The second major argument of The Jamestown Project, that "all other successful English colonies followed the Jamestown model," (3) receives surprisingly little explicit attention within the text. After lavishing the first argument with five chapters full of wonderful detail about the development of early English exploration and its importance to the genesis of the Jamestown project, Kupperman relies on a mere three pages to support her claims about the impact of Jamestown's success on later colonization. The final three pages of the book discuss Captain John Smith's published advice to the planners of the Massachusetts Bay Company and it represents the precise type of evidence that, if multiplied and described, could help validate her bold claims about the importance of Virginia as a model for New England and beyond. Unfortunately, the tantalizing trail of evidence abruptly ends and the final sentence reassures us again that "the key to building English societies abroad, however messy and incomplete, was discovered in Virginia and all successful colonies henceforth followed its model." (327) It could be argued that a defense of this thesis is implicit in the final three chapters. Those chapters that detail the trials, errors, adjustments, and improvisations that led to the foundations of stability in Jamestown could be considered the catalogue of lessons that other colonies and projects could learn from the settlers along the James River. Yet describing the lessons that could be learned from Jamestown is different than demonstrating that other English colonies in America and around the globe did learn from those experiences. While this matter does not detract from the value of the book in its other elements, this reviewer longed for one more chapter to explore these matters more fully.

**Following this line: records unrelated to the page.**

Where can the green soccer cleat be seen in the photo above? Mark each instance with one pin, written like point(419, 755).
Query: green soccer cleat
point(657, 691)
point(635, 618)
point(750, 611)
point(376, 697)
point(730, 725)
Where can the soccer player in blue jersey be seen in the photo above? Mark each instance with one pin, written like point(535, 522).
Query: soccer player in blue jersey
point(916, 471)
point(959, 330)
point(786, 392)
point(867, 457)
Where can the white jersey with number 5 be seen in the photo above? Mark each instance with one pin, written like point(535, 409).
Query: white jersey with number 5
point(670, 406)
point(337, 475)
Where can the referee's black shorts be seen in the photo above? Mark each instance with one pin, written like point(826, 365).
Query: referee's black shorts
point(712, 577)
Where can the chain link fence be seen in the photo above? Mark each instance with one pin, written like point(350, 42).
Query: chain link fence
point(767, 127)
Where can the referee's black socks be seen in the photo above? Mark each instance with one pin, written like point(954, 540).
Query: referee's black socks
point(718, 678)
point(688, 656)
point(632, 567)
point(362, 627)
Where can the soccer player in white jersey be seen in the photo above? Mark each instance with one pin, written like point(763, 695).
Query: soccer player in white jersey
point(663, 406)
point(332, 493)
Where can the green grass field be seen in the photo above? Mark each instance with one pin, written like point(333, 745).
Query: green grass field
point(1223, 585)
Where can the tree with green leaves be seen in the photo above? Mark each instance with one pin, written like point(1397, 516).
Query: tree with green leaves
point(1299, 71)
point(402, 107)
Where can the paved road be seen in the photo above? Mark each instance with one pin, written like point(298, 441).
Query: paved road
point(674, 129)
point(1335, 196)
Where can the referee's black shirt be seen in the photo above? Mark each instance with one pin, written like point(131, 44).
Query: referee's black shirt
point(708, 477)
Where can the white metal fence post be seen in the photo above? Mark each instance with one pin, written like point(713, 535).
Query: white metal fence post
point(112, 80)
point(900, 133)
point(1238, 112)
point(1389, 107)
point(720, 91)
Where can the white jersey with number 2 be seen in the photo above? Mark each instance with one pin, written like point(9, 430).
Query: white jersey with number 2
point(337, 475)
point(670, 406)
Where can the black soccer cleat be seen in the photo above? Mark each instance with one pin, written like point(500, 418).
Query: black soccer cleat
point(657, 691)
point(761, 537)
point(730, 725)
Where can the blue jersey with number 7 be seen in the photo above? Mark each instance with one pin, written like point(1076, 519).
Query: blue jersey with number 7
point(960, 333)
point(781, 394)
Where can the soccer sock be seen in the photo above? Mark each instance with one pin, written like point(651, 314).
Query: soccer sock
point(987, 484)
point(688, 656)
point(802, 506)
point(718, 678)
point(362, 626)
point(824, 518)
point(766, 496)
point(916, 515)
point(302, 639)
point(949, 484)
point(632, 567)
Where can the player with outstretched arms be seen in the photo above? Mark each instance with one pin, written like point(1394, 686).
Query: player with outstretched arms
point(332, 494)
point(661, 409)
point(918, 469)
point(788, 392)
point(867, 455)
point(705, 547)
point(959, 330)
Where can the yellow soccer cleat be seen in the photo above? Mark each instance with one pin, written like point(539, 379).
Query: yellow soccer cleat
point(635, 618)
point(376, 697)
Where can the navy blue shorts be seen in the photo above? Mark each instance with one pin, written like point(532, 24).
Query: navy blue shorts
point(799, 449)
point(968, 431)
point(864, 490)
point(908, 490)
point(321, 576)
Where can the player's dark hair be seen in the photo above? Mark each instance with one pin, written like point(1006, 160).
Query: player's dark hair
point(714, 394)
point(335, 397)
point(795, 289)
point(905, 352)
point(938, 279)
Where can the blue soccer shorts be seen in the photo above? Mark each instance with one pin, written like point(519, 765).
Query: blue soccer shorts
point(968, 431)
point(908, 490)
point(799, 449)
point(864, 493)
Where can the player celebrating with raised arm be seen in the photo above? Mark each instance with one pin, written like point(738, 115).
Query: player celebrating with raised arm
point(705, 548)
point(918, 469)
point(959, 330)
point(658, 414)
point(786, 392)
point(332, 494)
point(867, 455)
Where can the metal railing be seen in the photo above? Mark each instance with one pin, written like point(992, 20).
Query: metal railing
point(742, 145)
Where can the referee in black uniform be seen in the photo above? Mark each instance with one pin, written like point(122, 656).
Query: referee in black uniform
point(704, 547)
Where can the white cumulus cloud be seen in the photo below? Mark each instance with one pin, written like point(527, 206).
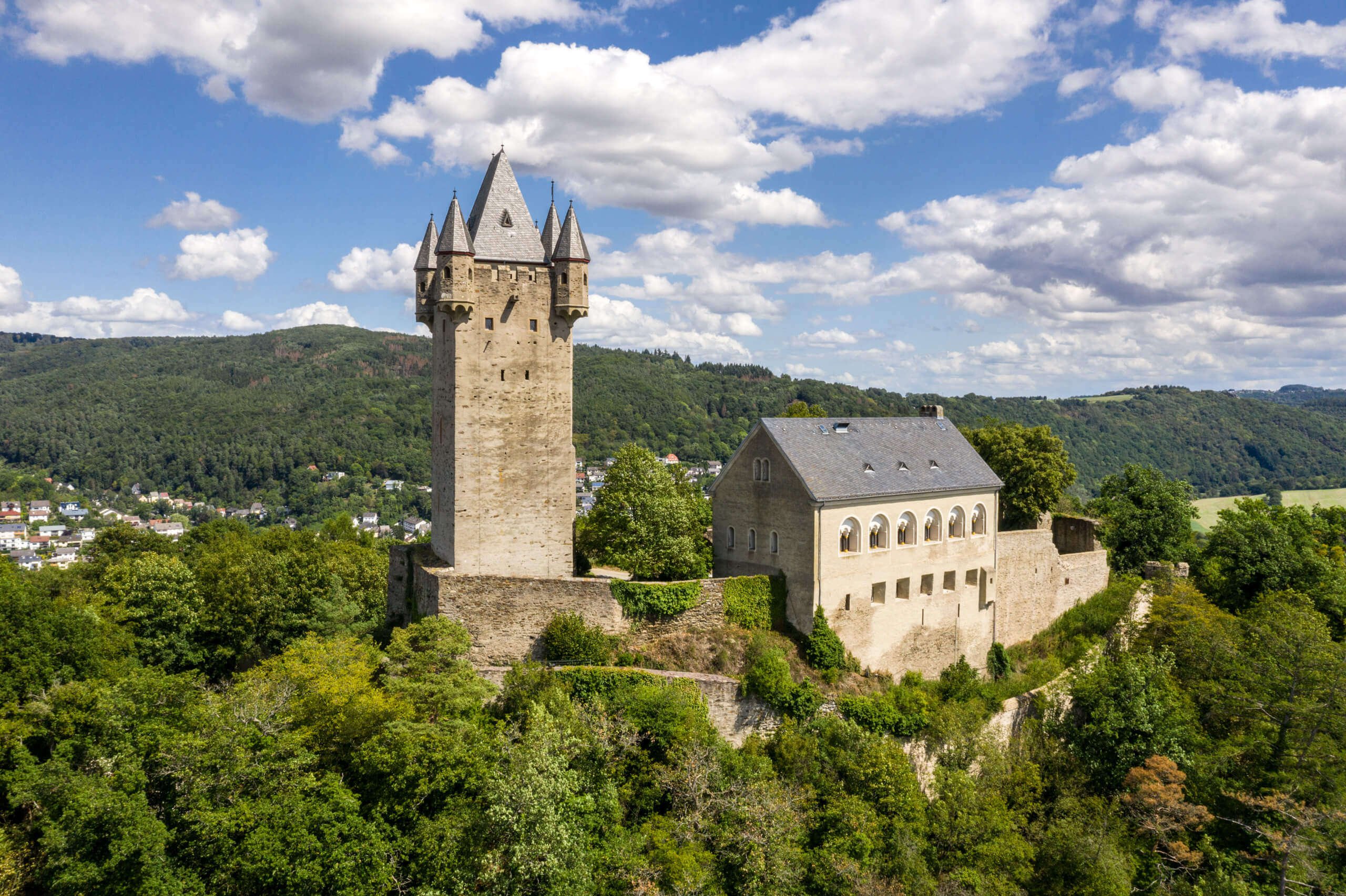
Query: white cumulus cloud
point(306, 59)
point(315, 313)
point(371, 270)
point(194, 213)
point(240, 255)
point(240, 322)
point(11, 290)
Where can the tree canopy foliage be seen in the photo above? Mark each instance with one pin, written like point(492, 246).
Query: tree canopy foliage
point(243, 417)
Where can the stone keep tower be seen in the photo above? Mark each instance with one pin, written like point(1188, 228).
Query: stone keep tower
point(500, 299)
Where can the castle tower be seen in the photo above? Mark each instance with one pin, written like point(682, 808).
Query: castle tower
point(501, 313)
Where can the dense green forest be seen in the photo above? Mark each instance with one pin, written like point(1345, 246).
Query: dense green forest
point(236, 417)
point(225, 715)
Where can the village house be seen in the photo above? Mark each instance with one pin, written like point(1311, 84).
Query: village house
point(14, 536)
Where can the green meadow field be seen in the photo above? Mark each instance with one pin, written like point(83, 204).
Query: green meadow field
point(1209, 508)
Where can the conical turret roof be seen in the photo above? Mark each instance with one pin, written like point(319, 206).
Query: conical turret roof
point(501, 225)
point(570, 243)
point(551, 231)
point(455, 240)
point(426, 258)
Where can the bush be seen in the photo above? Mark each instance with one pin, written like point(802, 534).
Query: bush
point(898, 710)
point(643, 599)
point(769, 677)
point(825, 650)
point(570, 641)
point(754, 602)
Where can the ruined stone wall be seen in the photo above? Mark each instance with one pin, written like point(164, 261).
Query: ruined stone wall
point(1037, 583)
point(734, 715)
point(503, 459)
point(506, 615)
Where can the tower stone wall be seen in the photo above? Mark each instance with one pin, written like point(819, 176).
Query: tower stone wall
point(501, 429)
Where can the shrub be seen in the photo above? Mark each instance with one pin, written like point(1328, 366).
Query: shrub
point(898, 710)
point(570, 641)
point(769, 677)
point(748, 602)
point(825, 650)
point(644, 599)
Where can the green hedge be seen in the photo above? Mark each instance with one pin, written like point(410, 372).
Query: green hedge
point(643, 599)
point(754, 602)
point(606, 683)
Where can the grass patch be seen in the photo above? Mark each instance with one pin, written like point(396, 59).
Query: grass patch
point(1065, 641)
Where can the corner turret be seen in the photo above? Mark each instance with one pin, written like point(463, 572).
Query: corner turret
point(570, 271)
point(454, 289)
point(426, 270)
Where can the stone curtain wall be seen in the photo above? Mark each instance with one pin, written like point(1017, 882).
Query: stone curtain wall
point(506, 614)
point(1035, 583)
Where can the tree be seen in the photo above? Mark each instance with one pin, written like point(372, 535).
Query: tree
point(1256, 548)
point(648, 522)
point(1146, 517)
point(804, 409)
point(1033, 463)
point(1126, 709)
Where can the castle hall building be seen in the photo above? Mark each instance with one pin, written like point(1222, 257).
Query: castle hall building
point(501, 298)
point(889, 524)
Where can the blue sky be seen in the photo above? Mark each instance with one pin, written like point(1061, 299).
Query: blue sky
point(1010, 197)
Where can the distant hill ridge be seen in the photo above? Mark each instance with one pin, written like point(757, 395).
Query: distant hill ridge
point(233, 416)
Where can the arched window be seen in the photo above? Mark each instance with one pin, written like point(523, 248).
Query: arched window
point(906, 530)
point(851, 536)
point(879, 532)
point(932, 527)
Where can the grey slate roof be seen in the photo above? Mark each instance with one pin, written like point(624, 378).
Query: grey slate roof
point(570, 243)
point(454, 239)
point(501, 225)
point(832, 465)
point(551, 231)
point(426, 258)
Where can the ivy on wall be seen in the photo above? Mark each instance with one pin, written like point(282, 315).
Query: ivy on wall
point(643, 599)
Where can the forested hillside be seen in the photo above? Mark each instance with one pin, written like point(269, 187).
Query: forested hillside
point(229, 417)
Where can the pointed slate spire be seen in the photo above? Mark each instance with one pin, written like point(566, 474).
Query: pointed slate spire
point(570, 243)
point(501, 225)
point(454, 240)
point(551, 231)
point(426, 258)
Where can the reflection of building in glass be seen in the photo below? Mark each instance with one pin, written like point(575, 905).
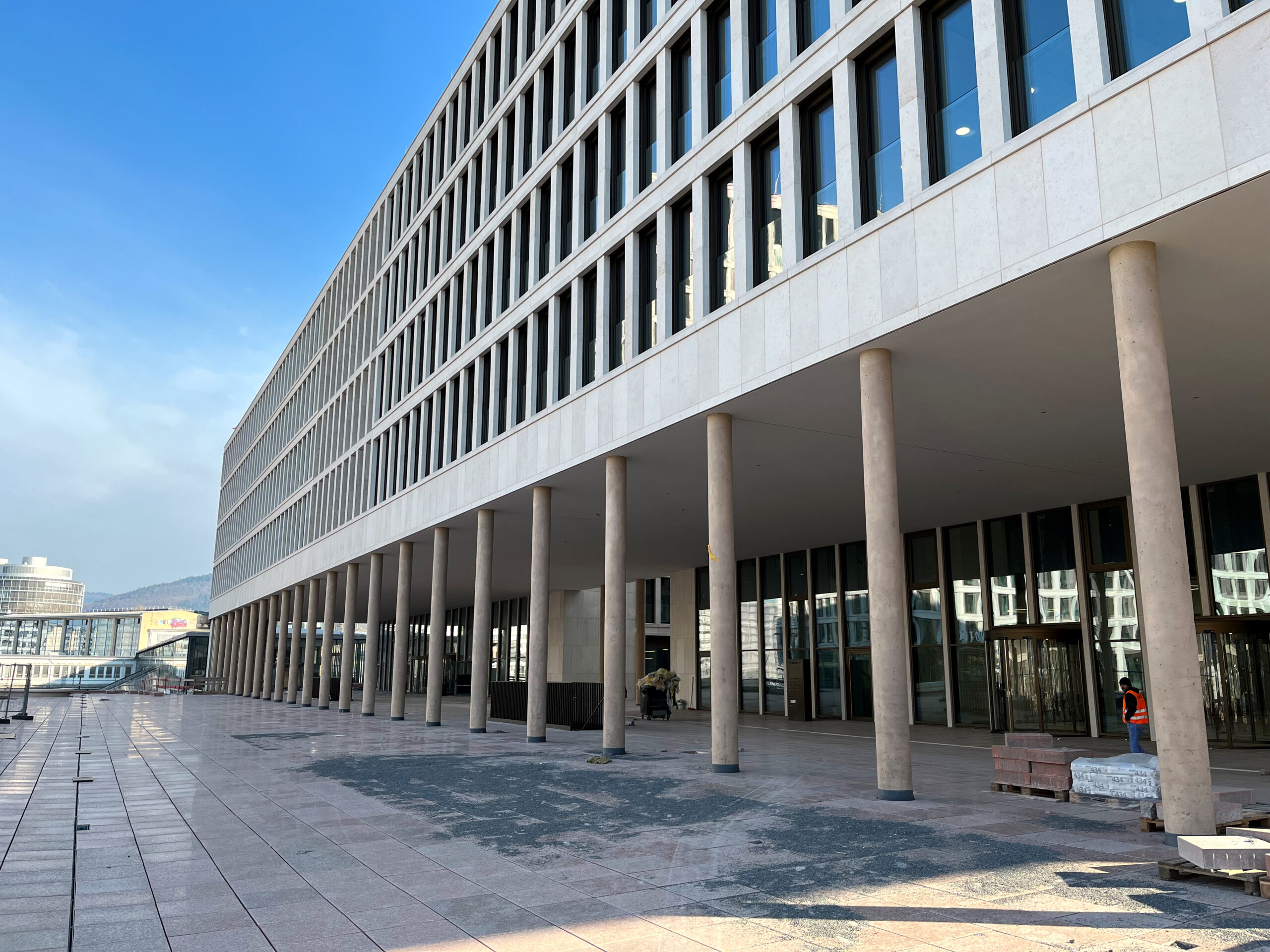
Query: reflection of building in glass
point(968, 603)
point(36, 587)
point(1241, 584)
point(1060, 597)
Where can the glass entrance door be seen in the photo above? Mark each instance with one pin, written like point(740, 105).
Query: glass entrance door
point(1236, 678)
point(1040, 683)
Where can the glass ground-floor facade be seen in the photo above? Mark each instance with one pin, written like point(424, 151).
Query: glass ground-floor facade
point(1024, 622)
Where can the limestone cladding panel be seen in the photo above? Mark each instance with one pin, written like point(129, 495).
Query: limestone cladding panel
point(1187, 125)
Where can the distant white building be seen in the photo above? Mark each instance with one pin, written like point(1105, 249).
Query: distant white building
point(39, 588)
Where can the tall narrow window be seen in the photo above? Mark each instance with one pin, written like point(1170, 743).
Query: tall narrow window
point(592, 51)
point(618, 27)
point(543, 348)
point(616, 160)
point(492, 184)
point(522, 371)
point(564, 345)
point(719, 61)
point(1039, 48)
point(527, 131)
point(926, 627)
point(544, 230)
point(496, 71)
point(526, 246)
point(769, 250)
point(647, 17)
point(953, 94)
point(681, 267)
point(504, 368)
point(762, 44)
point(647, 132)
point(570, 82)
point(513, 41)
point(488, 318)
point(821, 176)
point(681, 101)
point(506, 296)
point(469, 408)
point(588, 329)
point(813, 21)
point(647, 289)
point(881, 182)
point(723, 241)
point(486, 403)
point(548, 107)
point(1141, 30)
point(616, 309)
point(509, 155)
point(590, 184)
point(567, 209)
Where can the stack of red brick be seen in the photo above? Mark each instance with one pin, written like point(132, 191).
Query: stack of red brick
point(1033, 761)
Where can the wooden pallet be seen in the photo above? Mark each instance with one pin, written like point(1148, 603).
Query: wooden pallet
point(1061, 795)
point(1150, 824)
point(1253, 880)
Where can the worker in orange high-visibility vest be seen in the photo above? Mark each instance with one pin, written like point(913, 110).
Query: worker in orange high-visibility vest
point(1133, 713)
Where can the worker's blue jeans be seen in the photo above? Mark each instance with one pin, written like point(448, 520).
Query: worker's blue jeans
point(1135, 737)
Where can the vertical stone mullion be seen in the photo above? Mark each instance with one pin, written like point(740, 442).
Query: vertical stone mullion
point(912, 102)
point(792, 202)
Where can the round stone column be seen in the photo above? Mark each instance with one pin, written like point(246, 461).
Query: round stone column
point(328, 642)
point(402, 630)
point(722, 551)
point(264, 649)
point(540, 577)
point(482, 626)
point(437, 626)
point(298, 624)
point(278, 648)
point(348, 644)
point(371, 665)
point(615, 606)
point(1162, 583)
point(888, 598)
point(307, 673)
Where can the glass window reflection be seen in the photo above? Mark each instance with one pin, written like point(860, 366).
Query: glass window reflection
point(1043, 79)
point(955, 93)
point(1141, 30)
point(882, 180)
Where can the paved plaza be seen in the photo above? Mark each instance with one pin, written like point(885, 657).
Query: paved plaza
point(225, 824)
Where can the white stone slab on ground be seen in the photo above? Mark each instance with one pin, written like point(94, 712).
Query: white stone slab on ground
point(1225, 852)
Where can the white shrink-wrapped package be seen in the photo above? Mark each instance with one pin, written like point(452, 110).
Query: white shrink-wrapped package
point(1128, 776)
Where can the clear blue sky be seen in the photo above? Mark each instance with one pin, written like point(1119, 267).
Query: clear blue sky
point(177, 182)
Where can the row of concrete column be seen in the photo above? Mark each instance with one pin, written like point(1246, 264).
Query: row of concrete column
point(1164, 584)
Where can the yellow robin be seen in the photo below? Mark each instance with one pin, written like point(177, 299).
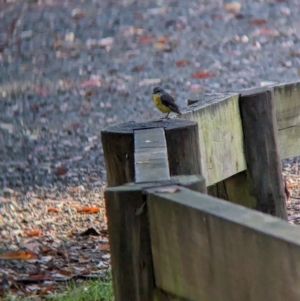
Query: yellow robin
point(164, 101)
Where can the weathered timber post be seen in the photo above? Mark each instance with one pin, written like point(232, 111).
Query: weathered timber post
point(129, 237)
point(147, 164)
point(182, 146)
point(261, 151)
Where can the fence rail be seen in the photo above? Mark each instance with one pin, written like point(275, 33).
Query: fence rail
point(169, 239)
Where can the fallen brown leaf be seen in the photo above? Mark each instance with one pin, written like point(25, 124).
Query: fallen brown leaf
point(104, 247)
point(90, 231)
point(18, 255)
point(35, 232)
point(89, 209)
point(52, 210)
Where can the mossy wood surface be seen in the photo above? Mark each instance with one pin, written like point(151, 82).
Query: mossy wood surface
point(204, 248)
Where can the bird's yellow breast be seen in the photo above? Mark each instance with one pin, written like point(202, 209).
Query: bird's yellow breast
point(159, 105)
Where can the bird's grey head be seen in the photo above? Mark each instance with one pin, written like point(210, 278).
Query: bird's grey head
point(157, 90)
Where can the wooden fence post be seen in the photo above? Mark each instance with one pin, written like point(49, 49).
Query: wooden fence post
point(182, 143)
point(261, 151)
point(128, 229)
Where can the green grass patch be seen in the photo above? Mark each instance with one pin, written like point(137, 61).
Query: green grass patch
point(91, 290)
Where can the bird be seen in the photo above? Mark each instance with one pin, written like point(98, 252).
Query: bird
point(164, 101)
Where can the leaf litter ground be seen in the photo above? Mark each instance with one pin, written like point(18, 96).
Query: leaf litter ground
point(70, 68)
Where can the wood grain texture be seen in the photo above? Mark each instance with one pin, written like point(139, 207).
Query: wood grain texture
point(183, 150)
point(204, 248)
point(118, 147)
point(129, 240)
point(287, 103)
point(220, 136)
point(260, 146)
point(150, 155)
point(128, 229)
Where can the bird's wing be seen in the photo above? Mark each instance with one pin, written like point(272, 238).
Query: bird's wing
point(169, 102)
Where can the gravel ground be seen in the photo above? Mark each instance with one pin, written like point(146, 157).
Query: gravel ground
point(70, 68)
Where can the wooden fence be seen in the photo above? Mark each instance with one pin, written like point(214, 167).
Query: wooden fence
point(169, 239)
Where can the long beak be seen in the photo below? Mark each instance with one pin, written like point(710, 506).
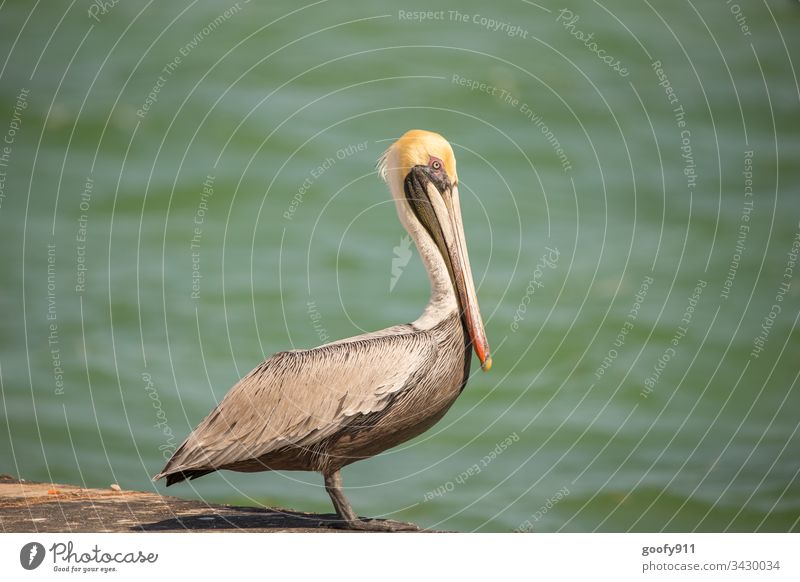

The Jamestown Project is a very fine book with a long list of virtues. It is an extremely well crafted narrative that should appeal to many audiences with tales of adventure, piracy, warfare, struggle, innovation and the collision of cultural worlds. With that wide appeal, the book carries excellent content drawn from the very best research into our understanding of colonial Virginia and the wider Atlantic world. Kupperman's analysis is also sensitive to the importance of recognizing the agency retained by figures from the full social and racial spectrum of actors upon the historical stage. Finally, there is the strong central argument concerning the place of Jamestown within a broader framework of the development of early English exploration, providing a backbone for the entire book. All of these factors combine to make The Jamestown Project a very worthwhile book, particularly as a reflection of our understanding of the meaning and context of the events that we commemorate in this 400th anniversary year.